Greece has reached the deadline it couldn’t afford to miss — repaying the European Central Bank.
The country ordered payments on Monday totaling 6.8 billion euros ($7.4 billion) to the ECB, the International Monetary Fund and the Greek central bank, a Greek finance-ministry official said on condition of anonymity. The euro extended gains Monday after the news, before retreating.
“The issue of repayment to the ECB was pivotal, because failure to make the payment would have had a knock-on impact on the ECB’s willingness to continue providing Emergency Liquidity Assistance to the Greek banks,” said Ken Wattret, an economist at BNP Paribas SA in London. “As the realization dawned that Greece was facing a very disorderly, painful exit from the monetary union, the government stepped back from the brink.”
“All my evidence and information leads me to say we will be repaid”
Greek banks reopened on Monday, after three weeks of closure, though withdrawal limits and restrictions on transfers remain in place. While the country is seeing the first signs of stabilization, hurdles still loom with a parliamentary vote on its bailout on Wednesday and more aid talks ahead.
The Stoxx Europe 600 index rose 0.6 percent to 407.99 at 1:07 p.m. Frankfurt time. The euro was little changed at $1.0838.
Lawmakers must decide on a second package of prerequisites for further financial aid, including tax increases on farmers. Last week’s vote prompted a rebellion by some members of the Syriza party, forcing Tsipras to reshuffle his cabinet on Friday.
Monday’s payments comprise 4.2 billion euros in maturing debt and interest to the ECB, 2.05 billion euros to the IMF, and 470 million euros to the Bank of Greece, a second finance ministry official said.
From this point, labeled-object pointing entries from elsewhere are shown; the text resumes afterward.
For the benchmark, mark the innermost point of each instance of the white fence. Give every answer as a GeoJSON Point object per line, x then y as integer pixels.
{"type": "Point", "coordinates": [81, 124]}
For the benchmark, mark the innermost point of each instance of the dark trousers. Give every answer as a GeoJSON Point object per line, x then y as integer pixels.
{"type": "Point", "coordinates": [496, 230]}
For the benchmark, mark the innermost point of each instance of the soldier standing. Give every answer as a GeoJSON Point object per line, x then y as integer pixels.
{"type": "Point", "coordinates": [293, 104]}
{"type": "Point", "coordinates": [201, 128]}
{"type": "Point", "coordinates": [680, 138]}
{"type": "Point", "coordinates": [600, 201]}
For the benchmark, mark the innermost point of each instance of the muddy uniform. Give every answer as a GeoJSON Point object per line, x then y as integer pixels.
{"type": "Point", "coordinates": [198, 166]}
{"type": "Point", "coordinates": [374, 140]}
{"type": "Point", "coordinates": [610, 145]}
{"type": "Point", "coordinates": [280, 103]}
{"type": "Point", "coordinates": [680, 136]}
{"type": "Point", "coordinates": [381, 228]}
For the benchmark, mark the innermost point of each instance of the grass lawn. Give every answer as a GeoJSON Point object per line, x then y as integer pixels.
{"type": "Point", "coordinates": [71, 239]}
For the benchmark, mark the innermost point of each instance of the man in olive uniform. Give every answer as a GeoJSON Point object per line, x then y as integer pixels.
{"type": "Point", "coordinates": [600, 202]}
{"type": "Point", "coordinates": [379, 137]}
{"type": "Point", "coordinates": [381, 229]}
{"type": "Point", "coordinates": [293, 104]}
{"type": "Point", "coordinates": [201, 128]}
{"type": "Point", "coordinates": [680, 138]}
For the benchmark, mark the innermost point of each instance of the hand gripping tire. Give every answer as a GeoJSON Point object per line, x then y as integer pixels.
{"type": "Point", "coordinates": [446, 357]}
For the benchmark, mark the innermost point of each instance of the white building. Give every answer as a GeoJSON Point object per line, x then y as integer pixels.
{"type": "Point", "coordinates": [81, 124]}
An ECB spokeswoman declined to comment on whether payment was received by the institution. European Union law bans the central bank from financing governments, meaning a default would probably require it to pull support from Greek lenders, leaving an exit from the single currency all but assured.
As banks reopened, people in Athens lined up for basic services such as payment orders and check deposits. Branches can now replace the daily cash withdrawal limit of 60 euros with a weekly limit of 420 euros, though transfers abroad from Greek accounts are still banned. Greek financial markets remain closed, the country’s market regulator said in an e-mailed statement.
In the negotiations to grant Greece the funds to pay its debts, politicians cut it fine. Euro-area leaders agreed on a bailout package worth as much as 86 billion euros in an overnight summit that ended last Monday morning. The Greek parliament approved the austerity measures linked to the aid in the early hours of Thursday morning, and the currency bloc signed off on 7 billion euros of bridge financing the next day.
The idea that Greece might default “is off the table”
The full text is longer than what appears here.